Backup failing after update to 2.0.1

After updating our cluster with pbm-agent from 1.6.x to 2.0.1, backup process start failing.
So far I could find and fix permission issue:

  • The user pbm-agent runs on, changed from pbm to mongod, however I use Debian, with mongodb repositories, and default user is mongodb, I was able to change systemctl service file and some permissios.

There are other issues I still could not fix.

  • Getting the messages:
  Snapshots:
    2022-10-26T20:17:56Z 0.00B <logical> [ERROR: get file 2022-10-26T20:17:56Z/rs0/metadata.json: no such file] [2022-10-26T20:17:59Z]
    2022-10-24T15:32:24Z 0.00B <logical> [ERROR: get file 2022-10-24T15:32:24Z_rs0.oplog.s2: file is empty] [2022-10-25T02:50:18Z]
  • /var/log/pbm-agent.log is empty, even tried to change permission owner to mongodb and remove the file.
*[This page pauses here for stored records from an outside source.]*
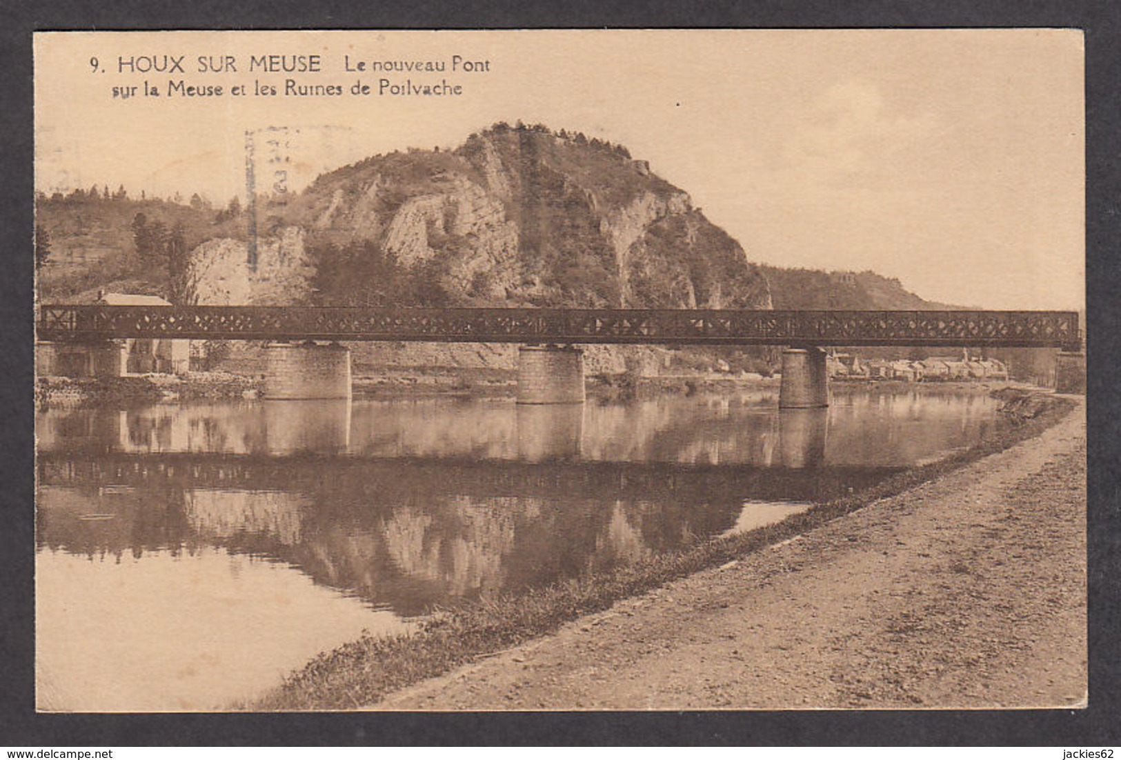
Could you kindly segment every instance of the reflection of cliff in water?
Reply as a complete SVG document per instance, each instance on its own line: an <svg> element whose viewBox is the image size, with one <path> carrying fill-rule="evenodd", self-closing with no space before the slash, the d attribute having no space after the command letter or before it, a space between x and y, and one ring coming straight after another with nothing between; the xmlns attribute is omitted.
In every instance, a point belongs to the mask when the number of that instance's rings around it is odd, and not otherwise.
<svg viewBox="0 0 1121 760"><path fill-rule="evenodd" d="M52 409L40 452L349 454L549 462L907 466L994 425L985 396L839 393L824 410L775 409L759 395L632 404L266 401ZM827 428L828 435L825 436Z"/></svg>
<svg viewBox="0 0 1121 760"><path fill-rule="evenodd" d="M864 488L974 443L994 406L846 393L778 413L745 392L52 409L36 421L38 540L139 562L225 547L414 614L680 548L752 525L744 510Z"/></svg>
<svg viewBox="0 0 1121 760"><path fill-rule="evenodd" d="M38 466L41 546L222 546L404 614L682 548L734 526L744 500L822 500L888 474L205 454L44 454Z"/></svg>

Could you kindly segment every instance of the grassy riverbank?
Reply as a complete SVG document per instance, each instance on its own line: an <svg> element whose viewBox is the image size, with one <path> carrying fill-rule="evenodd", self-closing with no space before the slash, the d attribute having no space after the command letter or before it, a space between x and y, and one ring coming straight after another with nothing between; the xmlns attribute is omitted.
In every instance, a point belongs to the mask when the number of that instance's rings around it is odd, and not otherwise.
<svg viewBox="0 0 1121 760"><path fill-rule="evenodd" d="M1008 399L1023 398L1017 393ZM369 705L401 687L555 631L664 583L720 566L806 532L1031 438L1062 419L1073 402L1031 395L1010 405L1019 423L944 460L895 475L865 491L818 504L776 525L651 557L609 574L589 575L518 595L495 595L437 611L421 629L398 638L364 637L315 658L248 710L345 710ZM1016 409L1019 409L1016 413Z"/></svg>

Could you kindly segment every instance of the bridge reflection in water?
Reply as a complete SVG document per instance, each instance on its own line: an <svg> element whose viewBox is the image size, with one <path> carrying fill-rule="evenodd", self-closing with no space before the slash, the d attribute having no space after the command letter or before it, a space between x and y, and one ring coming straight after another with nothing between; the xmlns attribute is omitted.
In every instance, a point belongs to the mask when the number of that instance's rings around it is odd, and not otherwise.
<svg viewBox="0 0 1121 760"><path fill-rule="evenodd" d="M969 443L993 408L914 396L781 414L771 404L50 411L38 420L38 537L85 556L222 547L414 615L682 548L750 526L763 504L870 485ZM925 448L907 448L907 425L926 432Z"/></svg>
<svg viewBox="0 0 1121 760"><path fill-rule="evenodd" d="M54 676L39 705L221 704L363 628L397 632L433 604L781 519L967 445L997 417L981 396L775 401L41 413L37 661Z"/></svg>

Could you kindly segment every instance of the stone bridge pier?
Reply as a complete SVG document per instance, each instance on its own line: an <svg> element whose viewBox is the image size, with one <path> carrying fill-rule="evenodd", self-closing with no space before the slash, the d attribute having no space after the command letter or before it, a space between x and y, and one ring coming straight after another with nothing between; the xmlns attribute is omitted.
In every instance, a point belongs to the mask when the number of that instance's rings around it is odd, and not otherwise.
<svg viewBox="0 0 1121 760"><path fill-rule="evenodd" d="M265 347L267 399L349 399L350 349L337 343L269 343Z"/></svg>
<svg viewBox="0 0 1121 760"><path fill-rule="evenodd" d="M779 409L817 409L830 405L830 378L825 352L814 346L782 351Z"/></svg>
<svg viewBox="0 0 1121 760"><path fill-rule="evenodd" d="M583 351L558 345L518 349L518 404L583 402Z"/></svg>

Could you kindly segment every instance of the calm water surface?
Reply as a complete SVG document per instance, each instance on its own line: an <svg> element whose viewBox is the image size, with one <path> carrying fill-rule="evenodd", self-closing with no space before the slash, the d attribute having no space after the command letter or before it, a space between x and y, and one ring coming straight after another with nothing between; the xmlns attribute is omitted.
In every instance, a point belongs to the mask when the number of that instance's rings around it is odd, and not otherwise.
<svg viewBox="0 0 1121 760"><path fill-rule="evenodd" d="M205 710L363 630L781 520L975 443L982 393L239 401L36 419L38 704Z"/></svg>

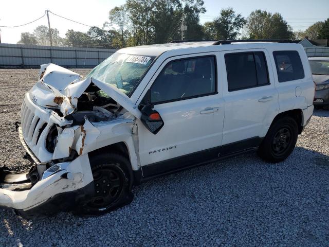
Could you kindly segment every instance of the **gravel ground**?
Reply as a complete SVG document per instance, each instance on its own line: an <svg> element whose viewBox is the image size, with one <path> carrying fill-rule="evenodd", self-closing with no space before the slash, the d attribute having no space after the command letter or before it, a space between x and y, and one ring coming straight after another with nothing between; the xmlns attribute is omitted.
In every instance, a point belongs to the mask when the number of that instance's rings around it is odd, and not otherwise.
<svg viewBox="0 0 329 247"><path fill-rule="evenodd" d="M28 163L13 123L37 74L0 69L0 163L17 170ZM0 209L0 246L329 246L328 140L329 111L317 110L279 164L250 153L167 175L98 217L28 221Z"/></svg>

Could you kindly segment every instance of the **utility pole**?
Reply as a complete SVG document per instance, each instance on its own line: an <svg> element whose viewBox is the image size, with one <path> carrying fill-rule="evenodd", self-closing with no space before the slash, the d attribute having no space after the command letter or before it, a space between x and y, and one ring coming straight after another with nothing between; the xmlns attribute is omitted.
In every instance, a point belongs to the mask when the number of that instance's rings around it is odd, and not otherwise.
<svg viewBox="0 0 329 247"><path fill-rule="evenodd" d="M184 31L186 30L187 30L187 26L185 25L185 20L183 15L181 17L181 24L180 24L181 40L184 40Z"/></svg>
<svg viewBox="0 0 329 247"><path fill-rule="evenodd" d="M50 28L50 21L49 21L49 10L47 9L47 18L48 19L48 26L49 28L49 38L50 39L50 46L52 46L52 40L51 39L51 28Z"/></svg>

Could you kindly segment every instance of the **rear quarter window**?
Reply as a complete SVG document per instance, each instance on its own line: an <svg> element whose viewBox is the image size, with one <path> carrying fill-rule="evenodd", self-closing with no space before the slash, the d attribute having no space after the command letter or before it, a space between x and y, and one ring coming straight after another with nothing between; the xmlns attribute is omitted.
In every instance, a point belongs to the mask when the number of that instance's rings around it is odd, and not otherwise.
<svg viewBox="0 0 329 247"><path fill-rule="evenodd" d="M293 81L304 77L304 68L298 52L280 50L273 52L279 82Z"/></svg>

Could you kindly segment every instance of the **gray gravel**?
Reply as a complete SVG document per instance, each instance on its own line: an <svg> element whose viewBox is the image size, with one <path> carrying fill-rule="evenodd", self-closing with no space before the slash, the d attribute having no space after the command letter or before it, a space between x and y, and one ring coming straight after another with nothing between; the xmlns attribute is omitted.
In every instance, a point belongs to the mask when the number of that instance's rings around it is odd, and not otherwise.
<svg viewBox="0 0 329 247"><path fill-rule="evenodd" d="M0 69L0 162L18 170L28 164L13 122L37 73ZM250 153L166 176L98 217L1 209L0 246L329 246L328 137L329 111L317 110L280 164Z"/></svg>

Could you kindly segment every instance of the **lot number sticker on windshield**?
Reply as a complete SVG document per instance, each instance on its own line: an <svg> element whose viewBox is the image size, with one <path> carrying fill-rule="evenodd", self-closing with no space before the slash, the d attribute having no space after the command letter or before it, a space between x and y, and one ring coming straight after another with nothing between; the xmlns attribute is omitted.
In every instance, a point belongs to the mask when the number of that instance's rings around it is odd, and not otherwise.
<svg viewBox="0 0 329 247"><path fill-rule="evenodd" d="M142 56L130 56L126 60L129 63L140 63L145 65L150 61L151 58L149 57L143 57Z"/></svg>

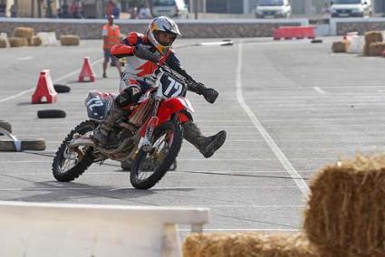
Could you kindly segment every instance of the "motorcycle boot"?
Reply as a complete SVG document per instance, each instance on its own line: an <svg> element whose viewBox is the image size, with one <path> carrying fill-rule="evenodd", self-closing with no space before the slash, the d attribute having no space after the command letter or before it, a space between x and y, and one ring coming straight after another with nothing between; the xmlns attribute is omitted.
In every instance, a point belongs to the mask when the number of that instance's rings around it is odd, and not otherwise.
<svg viewBox="0 0 385 257"><path fill-rule="evenodd" d="M115 122L124 115L125 111L120 109L115 101L104 118L103 121L95 128L92 139L101 147L107 147L110 132L112 130Z"/></svg>
<svg viewBox="0 0 385 257"><path fill-rule="evenodd" d="M205 137L199 128L192 121L183 123L182 128L183 138L196 147L206 158L209 158L214 155L226 140L225 130L219 131L211 137Z"/></svg>

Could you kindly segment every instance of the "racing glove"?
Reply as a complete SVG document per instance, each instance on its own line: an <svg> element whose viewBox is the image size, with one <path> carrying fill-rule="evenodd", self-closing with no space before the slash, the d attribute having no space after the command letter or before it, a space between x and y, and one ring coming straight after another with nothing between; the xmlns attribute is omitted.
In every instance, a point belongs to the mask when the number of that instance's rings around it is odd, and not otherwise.
<svg viewBox="0 0 385 257"><path fill-rule="evenodd" d="M149 51L146 46L138 44L134 48L134 55L138 58L149 60L152 62L158 63L159 62L159 56Z"/></svg>
<svg viewBox="0 0 385 257"><path fill-rule="evenodd" d="M209 103L214 103L219 95L216 90L207 88L203 83L200 82L194 83L194 90L192 90L197 92L198 95L203 95L205 100Z"/></svg>

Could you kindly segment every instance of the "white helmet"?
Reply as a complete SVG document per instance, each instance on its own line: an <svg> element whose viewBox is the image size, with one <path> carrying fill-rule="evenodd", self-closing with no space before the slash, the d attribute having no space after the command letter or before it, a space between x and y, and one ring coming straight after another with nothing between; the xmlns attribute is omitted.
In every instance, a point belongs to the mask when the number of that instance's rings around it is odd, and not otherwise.
<svg viewBox="0 0 385 257"><path fill-rule="evenodd" d="M156 37L157 32L159 31L172 33L175 35L175 37L181 35L181 33L178 28L177 24L168 17L159 16L153 19L151 23L149 23L149 28L147 29L147 37L161 54L165 54L171 47L171 44L174 41L168 43L168 45L161 44L159 42L158 42Z"/></svg>

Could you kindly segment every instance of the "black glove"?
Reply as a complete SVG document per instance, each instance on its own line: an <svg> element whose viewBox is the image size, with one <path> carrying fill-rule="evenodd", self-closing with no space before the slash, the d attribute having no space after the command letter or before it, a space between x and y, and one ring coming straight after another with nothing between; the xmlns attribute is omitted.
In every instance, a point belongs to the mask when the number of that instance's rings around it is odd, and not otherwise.
<svg viewBox="0 0 385 257"><path fill-rule="evenodd" d="M219 93L213 89L205 87L202 83L196 83L197 93L203 95L207 101L214 103L218 97Z"/></svg>
<svg viewBox="0 0 385 257"><path fill-rule="evenodd" d="M135 46L134 55L138 58L149 60L155 63L159 62L159 57L142 44L138 44Z"/></svg>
I’m using an S3 compatible API at backblaze, which was working fine before updating, storage endpoint config follows:

pitr:
  enabled: true
  oplogSpanMin: 0
  compression: s2
storage:
  type: s3
  s3:
    provider: aws
    region: us-********
    endpointUrl: https://s3.us-********.backblazeb2.com
    bucket: ******-mongo-rs0
    prefix: data/pbm/backup
    credentials:
      access-key-id: '***'
      secret-access-key: '***'
    insecureSkipTLSVerify: false

When running “pbm backup” command, the job seems to start, but the “no such file” error immediately appears on “pbm status” command, backup seems to run and uses resources.

1 Like

After trying again for some time, snapshot logical backup was successful completed. However, oplog file for pitr backup was zero in size with following error message:

S3 us-******** s3://https://s3.us-********.backblazeb2.com/***-mongo-rs0/data/pbm/backup
  Snapshots:
    2022-10-28T19:29:44Z 0.00B <logical> [ERROR: get file 2022-10-28T19:29:44Z/rs0/local.oplog.rs.bson.s2: file is empty] [2022-10-28T23:36:24Z]
    2022-10-27T15:48:46Z 0.00B <logical> [ERROR: get file 2022-10-27T15:48:46Z/rs0/local.oplog.rs.bson.s2: file is empty] [2022-10-28T03:04:08Z]
1 Like

Hi @robertomurta !
I can confirm such errors while backup is still in progress, e.g

==================
Snapshot backup "2022-11-08T10:45:14Z", started at 2022-11-08T10:45:15Z. Status: snapshot backup. [op id: 636a333af5b7f77353a36b1a]

Backups:
========
S3 us-east-1 s3://s3.us-west-004.backblazeb2.com/pbmtest
  Snapshots:
    2022-11-08T10:45:14Z 0.00B <logical> [ERROR: get file 2022-11-08T10:45:14Z/rs/local.oplog.rs.bson.s2: no such file] [2022-11-08T10:45:18Z]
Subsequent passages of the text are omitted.